LANGIT MERAH JAMBU
oleh
Diah Ayu Candra
Dewi
Adalah Engkau yang
menjadikan nafas ini ada. Dan melalui mereka Engkau menitipkanku. Allahumaghfirli waliwalidaya
warhamhuma kamarobayani sagiroh. Duhai Allah Yang Maha Indah kutitipkan segenggam
rinduku untuknya.
*****
Akibat sudah sering
terkena banjir, pintu kayu bercat coklat itu keropos hingga tidak bisa ditutup
dengan rapat apalagi untuk dikunci. Saat aku harus pergi meninggalkan rumah,
aku hanya mempercayakan rumahku pada tante Sum.
Saatku kembali. Aku
hanya diam mematung memandangi pintu itu, mencoba menerka apa yang sudah
terjadi di dalamnya. Kupegang gagang pintunya. Dengan ragu kucoba beranikan
diri untuk melihatnya.
Wow…
“Pasti banyak cacing. Pasti cacingnya besar-besar. Aku benci cacing…” Risau
ini kubisikkan pada angin, kuharap ia menyampaikannya pada mereka.

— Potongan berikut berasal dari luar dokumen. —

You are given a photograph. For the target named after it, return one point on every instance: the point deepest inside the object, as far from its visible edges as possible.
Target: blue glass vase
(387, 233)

Seperti yang kuduga, banjir sudah memasuki rumah. Airnya hampir mencapai
lutut hingga membasahi seragam putih abu-abuku. Aku diam, menangis. Bukan
karena banjir ini. Tapi mereka.
*****
“Sudah puaskah kau memaki-maki dan mempermalukan saya di depan umum? Puas?!
“Pantaskah kamu marah? Seharusnya saya yang marah! Kau menghilang begitu
saja tanpa kabar. Lalu tiba-tiba kembali dengan membawanya. Imam macam apa kau
itu? Seharusnya tak perlu kembali atau mengapa tidak mati saja kau ini?!”
Tangan lelaki itu melayang bersiap menampar pipi lembut yang sudah mulai
keriput itu, tapi terhenti. Ya aku melihatnya. Dadanya membusung berusaha menampung
oksigen sebanyak-banyaknya.
“Kau! Jaga bicaramu!” Suaranya tegas membungkam keheningan malam hingga
hanya terdengar hembusan nafas yang saling berkejaran.
“Sudahlah kalian bercerai saja!”
sambungku tanpa ada keraguan. Berhasil mematungkan keduanya.
*****
Lelaki itu tersenyum padaku. Tapi
sepertinya aku tidak mempunyai alasan yang cukup untuk membalas senyumannya.
“Mengapa ayah masih di sini? Sebenarnya aku lebih suka ayah tidak di sini.
Za dan Ibu akan baik-baik saja meski tanpa Ayah. Oh ya.. titipkan salamku juga
untuk wanita itu.”
Itu ucapan terakhirku untuknya. Ia pergi, seperti yang kuminta. Sungguh,
aku takkan menangisinya. Aku takkan membiarkan angin yang berhembus
bertanya-tanya atas resahku.
Hingga beberapa bulan kemudian wanita yang kusebut ibu, wanita yang
dianggungkan oleh Allah karena sudah membawaku ke dunia, ia juga ikut pergi
dari rumah. Mencari pekerjaan katanya. Meninggalkanku seorang sendiri yang saat
itu masih duduk di bangku kelas VIII SMP.
*****
Aku menunggu. Tapi tak
datang jua. Hingga kini diusiaku yang hampir 17 tahun. Bukan ku tak berniat
mencari, tapi untuk apa? Bukankah seharusnya mereka yang akan datang menemuiku
di rumah ini? Kuharap mereka punya alasan atas tanyaku.
“Za... mengapa kau hanya diam memandangi rumahmu ini?”
“Ehm.. iya Gy?” Gadis remaja berambut keriting sosis memecahkan lamunanku
atas kejadian 3 tahun lalu. Tentang mereka, orangtuaku. Ayah dan Ibuku.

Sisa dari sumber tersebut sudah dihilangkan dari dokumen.